ドラえもんの体が青いのはなぜ?
三日三晩泣きつづけたら震動で体のメッキははがれるし、ノドはがらがらになるし、ぼくはもうだめだ~っ!!
- 『映画 2112年ドラえもん誕生』より -
公式設定
三日三晩泣きつづけた震動で体のメッキがはがれて、青くなった。
『映画 2112年ドラえもん誕生』による公式の設定です。
ドラえもんが、セワシの工作用ネズミロボットに耳をかじられて、ロボット病院に入院。
ロボット病院の手違いで、耳がなくなる。
落ち込んでいる時に「元気の素」を飲もうと思ったら、手違いで「悲劇の素」を飲んでしまった。
その時に、三日三晩泣きつづけた震動で体のメッキがはがれて、青くなってしまった。
メモ
- 『映画 2112年ドラえもん誕生 (てんとう虫コミックス・アニメ版)』P128 には、「混乱しているドラ情報、本作が決定版です」と、藤子・F・不二雄先生のコラムが載っています。

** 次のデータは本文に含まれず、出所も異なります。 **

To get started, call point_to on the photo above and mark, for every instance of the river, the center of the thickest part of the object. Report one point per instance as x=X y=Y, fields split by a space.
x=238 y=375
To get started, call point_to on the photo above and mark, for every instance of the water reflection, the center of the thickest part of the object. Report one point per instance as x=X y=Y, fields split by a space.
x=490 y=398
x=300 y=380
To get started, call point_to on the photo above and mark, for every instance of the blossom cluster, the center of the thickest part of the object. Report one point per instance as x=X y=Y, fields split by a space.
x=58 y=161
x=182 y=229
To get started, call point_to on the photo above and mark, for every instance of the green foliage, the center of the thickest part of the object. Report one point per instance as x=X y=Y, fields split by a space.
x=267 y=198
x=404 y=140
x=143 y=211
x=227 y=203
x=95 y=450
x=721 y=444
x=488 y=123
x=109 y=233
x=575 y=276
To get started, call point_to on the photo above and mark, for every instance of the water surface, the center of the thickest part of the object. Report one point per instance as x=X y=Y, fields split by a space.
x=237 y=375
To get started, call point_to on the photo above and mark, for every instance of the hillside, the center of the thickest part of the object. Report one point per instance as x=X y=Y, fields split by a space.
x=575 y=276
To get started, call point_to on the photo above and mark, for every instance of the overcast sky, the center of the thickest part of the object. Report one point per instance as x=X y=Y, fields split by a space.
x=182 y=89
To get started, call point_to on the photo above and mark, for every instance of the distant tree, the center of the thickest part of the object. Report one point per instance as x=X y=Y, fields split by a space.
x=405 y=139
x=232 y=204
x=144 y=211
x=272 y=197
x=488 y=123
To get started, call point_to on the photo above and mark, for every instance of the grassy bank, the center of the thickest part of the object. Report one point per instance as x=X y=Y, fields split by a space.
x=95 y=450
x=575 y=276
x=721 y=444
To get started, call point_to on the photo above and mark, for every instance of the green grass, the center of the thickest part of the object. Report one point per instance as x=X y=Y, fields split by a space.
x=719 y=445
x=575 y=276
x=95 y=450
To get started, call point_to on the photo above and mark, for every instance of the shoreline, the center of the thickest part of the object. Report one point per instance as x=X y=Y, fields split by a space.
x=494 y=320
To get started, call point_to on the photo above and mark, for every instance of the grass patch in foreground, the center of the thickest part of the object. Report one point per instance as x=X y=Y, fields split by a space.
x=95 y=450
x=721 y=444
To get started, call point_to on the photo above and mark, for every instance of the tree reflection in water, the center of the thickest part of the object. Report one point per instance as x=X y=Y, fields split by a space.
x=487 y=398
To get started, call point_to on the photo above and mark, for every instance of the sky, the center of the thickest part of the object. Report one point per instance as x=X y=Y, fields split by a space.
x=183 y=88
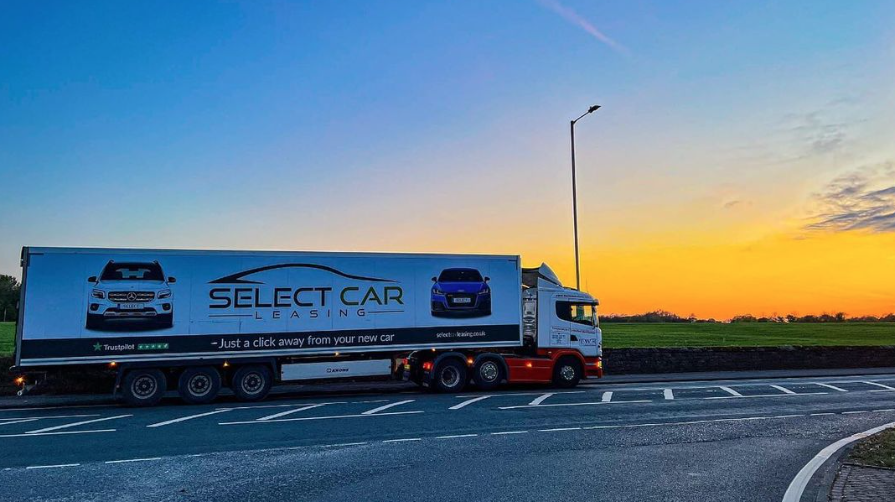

- "振動" でななく "震動" と書かれています。『映画 2112年ドラえもん誕生 (てんとう虫コミックス・アニメ版)』1995年8月25日 初版第1刷にて確認。
- 原作話では、青くなった理由が明示された描写はありません。
非公式設定
耳がない自分の姿を見て青ざめた。
ネズミに耳をかじられたドラえもん。
傷が癒え、おそるおそる見たかがみの、おのれの姿に青ざめた・・・・・・・・。
メモ
『ドラえもん百科1』(方倉 陽二)によるものです。
方倉設定と言われるもので、アシスタントだった方倉先生による独自設定です。
『映画 2112年ドラえもん誕生 (てんとう虫コミックス・アニメ版)』P129 には、「...黄色だったのがその時青くなったというのはKくんの思い付き、作者の僕があとから知って驚いた...」と、藤子・F・不二雄先生のコラムが載っています。
服を着ていた?
藤原栄子先生とのリレー漫画「ドラえもんの逆襲」で、藤原先生が、ドラえもんは青い服を着ていて、風呂ではそれを脱いでいた。
という内容から始まる漫画を描きます。
次は、藤子・F・不二雄先生が描くのですが、リレー漫画なので、前の話を受けて続けなければなりません。
そこで、体が白いドラえもんが登場し、逆に姫子の服を着て登場するという話が展開されます。
リレー漫画内の話ですので、もちろん、非公式な設定です。
メモ
- 「姫子」とは、藤原栄子先生の漫画「うわさの姫子」に出てくる主人公の女の子です。
- このリレー漫画は、『藤子・F・不二雄大全集 ドラえもん 第4巻』P564「ドラえもんの逆襲」で読むことができます。
本当の理由
「幼児向けマンガはカラーの表紙が多いだろ?そしてタイトルは赤色が多く、背景は黄色になる事が多い・・・
残った青色にするしかない!」
という藤子・F・不二雄先生の回答。